MÜTALAANIN ARDINDAN SANIKLARA SÖZ VERİLDİ
17.04: Semih Özakça: Avukatlarımın bulunduğu beyanlarını kabul ediyorum. Birazdan avukatlarım beyanda bulunacak. Hakkımızda bulunabilmiş bir suç unsuru yok. İktidar tüm kurumları ile bir çaba içinde bizi örgüt üyesi yapma derdinde. Ben açlık grevimi işim için yapıyorum. Günlerdir söyledim ben ekmeğim için açlık grevimi yapıyorum. Ne yapayım? Sesimi duymadınız. İşimize geri döndüğümüzde açlık grevimizi bitireceğiz! Burada örgütün faydası var! Burada talimatla müteaala veriliyor. Eyleminiz siyasi diyorlar. Siyasi değil ekmek eylemi.
Acun Karadağ: Sadece ben değil 3’müzün beraatini talep ediyorum. Ben açlık grevi yapmadığım için tutuklanmadım. İktidarın savcı üzerinde baskısı var. Nuriye Gülmen dünyada saygı duyduğum en büyük kadınsın. Mutlaka biz kazanacağız. Dik durmaya devam et Nuriye. Yüksel direnişini yargılanamaz.
Nuriye Gülmen: savunma yapmadım. Şahsıma yönelik saldırılara cevap vermek için savunmayı mahkemeye vermek istiyorum! Mahkemeye gelmek istiyorum. Söyleyeceğim şeyler var. İlk duruşmadan bu yana savcı tanıkları güvenilir bulmuş, bizi dinlemek istemiyor. Öfkeleniyorum, mahkeme huzurunda savunma yapmak istiyorum. Avukatlarımla sağlıklı görüş yapamadım. Tahliyemi talep ediyorum. Söyleyecek çok şeyim var.

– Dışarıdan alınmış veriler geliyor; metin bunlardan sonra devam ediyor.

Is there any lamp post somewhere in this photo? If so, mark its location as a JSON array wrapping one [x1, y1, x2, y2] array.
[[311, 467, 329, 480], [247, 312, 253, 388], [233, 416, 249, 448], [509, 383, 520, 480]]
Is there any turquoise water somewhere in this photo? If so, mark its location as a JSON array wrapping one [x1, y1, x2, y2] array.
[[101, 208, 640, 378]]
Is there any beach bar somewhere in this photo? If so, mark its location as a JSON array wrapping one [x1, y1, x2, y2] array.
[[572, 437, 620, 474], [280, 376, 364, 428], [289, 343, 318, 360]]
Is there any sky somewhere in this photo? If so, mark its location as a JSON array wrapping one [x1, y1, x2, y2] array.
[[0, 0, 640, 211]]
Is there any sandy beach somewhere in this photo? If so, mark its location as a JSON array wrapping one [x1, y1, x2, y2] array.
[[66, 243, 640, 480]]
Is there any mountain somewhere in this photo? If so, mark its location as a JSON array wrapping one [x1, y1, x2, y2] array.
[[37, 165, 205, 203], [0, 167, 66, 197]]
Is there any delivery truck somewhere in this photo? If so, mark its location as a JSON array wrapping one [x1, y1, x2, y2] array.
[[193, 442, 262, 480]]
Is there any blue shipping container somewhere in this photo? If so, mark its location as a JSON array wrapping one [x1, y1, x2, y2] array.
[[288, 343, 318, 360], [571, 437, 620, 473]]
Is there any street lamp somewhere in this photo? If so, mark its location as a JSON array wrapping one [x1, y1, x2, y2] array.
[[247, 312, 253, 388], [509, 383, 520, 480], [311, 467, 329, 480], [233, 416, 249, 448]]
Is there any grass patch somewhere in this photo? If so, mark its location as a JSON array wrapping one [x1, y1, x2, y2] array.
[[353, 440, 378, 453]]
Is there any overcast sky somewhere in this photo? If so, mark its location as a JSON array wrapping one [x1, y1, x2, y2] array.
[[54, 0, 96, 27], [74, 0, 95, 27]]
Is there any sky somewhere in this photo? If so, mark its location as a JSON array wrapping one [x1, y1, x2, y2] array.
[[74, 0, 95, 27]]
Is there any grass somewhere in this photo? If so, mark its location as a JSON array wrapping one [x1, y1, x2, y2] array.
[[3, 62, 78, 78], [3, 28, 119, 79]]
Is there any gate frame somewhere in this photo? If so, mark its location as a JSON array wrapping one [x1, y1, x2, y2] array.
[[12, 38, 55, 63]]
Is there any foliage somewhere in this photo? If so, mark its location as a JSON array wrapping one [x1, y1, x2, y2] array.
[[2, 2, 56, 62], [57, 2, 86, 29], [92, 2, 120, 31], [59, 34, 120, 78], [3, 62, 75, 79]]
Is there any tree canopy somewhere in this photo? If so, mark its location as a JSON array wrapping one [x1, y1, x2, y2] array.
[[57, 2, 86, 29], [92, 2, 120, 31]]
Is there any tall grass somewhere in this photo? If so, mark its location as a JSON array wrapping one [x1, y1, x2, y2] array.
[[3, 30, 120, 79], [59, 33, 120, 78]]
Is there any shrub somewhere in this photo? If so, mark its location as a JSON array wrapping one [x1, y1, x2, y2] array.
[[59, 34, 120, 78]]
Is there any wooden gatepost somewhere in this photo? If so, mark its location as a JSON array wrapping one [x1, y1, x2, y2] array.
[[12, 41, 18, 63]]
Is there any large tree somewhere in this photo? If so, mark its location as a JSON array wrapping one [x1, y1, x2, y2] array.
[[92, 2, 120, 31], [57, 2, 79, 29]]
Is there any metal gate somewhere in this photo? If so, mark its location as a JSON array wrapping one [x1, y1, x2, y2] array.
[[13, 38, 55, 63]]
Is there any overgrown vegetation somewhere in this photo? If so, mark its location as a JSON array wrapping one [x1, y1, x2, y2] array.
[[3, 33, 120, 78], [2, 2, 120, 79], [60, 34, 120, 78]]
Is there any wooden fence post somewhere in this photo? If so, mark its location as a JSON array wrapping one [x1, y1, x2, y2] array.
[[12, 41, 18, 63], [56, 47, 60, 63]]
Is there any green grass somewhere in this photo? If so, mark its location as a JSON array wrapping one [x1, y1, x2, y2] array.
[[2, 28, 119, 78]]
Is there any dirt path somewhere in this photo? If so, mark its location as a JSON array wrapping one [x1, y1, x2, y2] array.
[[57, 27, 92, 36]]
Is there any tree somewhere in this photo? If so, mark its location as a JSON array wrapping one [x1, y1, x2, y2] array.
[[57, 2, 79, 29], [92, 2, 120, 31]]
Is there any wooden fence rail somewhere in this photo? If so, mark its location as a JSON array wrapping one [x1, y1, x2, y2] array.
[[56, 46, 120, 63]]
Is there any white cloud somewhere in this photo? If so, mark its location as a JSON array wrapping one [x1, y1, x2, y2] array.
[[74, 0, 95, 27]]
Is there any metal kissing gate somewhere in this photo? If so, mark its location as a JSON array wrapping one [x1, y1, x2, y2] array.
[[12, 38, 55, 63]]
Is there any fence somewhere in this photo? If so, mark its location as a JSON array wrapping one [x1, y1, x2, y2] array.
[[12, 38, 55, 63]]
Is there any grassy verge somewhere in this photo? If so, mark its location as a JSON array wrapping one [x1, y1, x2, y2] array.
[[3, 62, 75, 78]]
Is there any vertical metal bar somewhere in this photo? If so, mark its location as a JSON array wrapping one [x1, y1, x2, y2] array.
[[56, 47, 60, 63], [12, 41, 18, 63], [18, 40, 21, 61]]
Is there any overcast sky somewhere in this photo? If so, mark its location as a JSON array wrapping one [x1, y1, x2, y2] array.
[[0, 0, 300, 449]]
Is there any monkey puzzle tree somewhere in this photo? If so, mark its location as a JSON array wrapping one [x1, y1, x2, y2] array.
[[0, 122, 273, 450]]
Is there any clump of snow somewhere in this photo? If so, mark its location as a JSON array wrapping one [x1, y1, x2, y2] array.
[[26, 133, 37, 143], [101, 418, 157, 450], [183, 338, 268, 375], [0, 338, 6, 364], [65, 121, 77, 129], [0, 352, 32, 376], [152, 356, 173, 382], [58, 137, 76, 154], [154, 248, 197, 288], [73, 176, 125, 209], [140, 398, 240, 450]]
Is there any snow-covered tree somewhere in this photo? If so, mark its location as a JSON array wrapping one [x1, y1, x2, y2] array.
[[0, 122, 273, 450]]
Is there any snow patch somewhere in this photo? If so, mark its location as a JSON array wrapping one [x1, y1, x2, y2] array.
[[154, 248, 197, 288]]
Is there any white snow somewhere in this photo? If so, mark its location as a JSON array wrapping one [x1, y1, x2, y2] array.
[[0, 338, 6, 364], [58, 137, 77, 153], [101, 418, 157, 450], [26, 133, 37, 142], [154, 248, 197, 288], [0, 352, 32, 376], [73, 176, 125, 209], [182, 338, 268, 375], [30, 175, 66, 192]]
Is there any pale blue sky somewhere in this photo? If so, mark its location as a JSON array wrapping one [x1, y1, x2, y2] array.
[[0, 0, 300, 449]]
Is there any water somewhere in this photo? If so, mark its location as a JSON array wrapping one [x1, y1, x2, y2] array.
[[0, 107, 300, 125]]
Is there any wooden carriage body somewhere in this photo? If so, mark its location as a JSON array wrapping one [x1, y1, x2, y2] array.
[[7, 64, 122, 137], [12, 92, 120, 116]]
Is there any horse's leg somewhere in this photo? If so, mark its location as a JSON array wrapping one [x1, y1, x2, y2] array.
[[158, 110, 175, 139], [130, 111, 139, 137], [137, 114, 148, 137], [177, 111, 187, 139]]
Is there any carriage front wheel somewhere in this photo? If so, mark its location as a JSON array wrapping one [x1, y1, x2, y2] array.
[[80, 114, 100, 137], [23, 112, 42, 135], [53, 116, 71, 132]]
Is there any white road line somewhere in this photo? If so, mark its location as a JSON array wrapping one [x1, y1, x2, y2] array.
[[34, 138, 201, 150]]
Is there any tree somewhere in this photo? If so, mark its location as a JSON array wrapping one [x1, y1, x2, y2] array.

SİYASİ İKTİDAR HEDEF GÖSTERDİ NURİYE VE SEMİH'İ TUTUKLADINIZ
17.42:Avukat Murat Yılmaz: Savcı hazır şekilde gelmiş. Laptop okuduğuna göre Nuriye’nin ne dediğinin önemi yokmuş. Siyasal iktidar hedef gösterdi, Nuriye ve Semih’i tutukladınız. Tanık Berk Ercan ilk ifadesi 75 sayfa, 19 Temmuz’da. Orada Nuriye için patlayıcıdan söz edilmiyor. Ama dosya boş bu sefer savcılık 25 Ağustos’ta tekrar ifade alınıp ekleme yapılıyor. Berk Ercan’ın 23 Ekim'de yeniden ifadesi alınıyor. Zira çuvalladı bu sefer mahkeme heyetinizin sormadığı soru soruluyor Bombayı nasıl yaptınız? Yargılama böyle sürmez. Aralarında çelişki var. Fatih Solak polisten korkuyor. Tanıklar aynı olayı anlatıyor ama bir birlerini görmüyor! Garip değil mi? Nuriye’ye Eskişehir’de başka dava açıldı örgüt davası. Ve ne garip 2014-16 yılları arası fiziki ve teknik takip altındaymış! El insaf takip ettiğiniz insan için bir delil olamaz mı?

Avukat Yılmaz’dan savcının mütalaasında Fatih Mehmet Kılıç isminin geçtiğine dikkat çekti. Yılmaz, "Öyle birisi bu davada yok. Savcı copy-paste yaparken silmeyi unutmuş dedi ve mahkeme Nuriye nin tutuklululuğun sürmesi kararıyla ertelendi.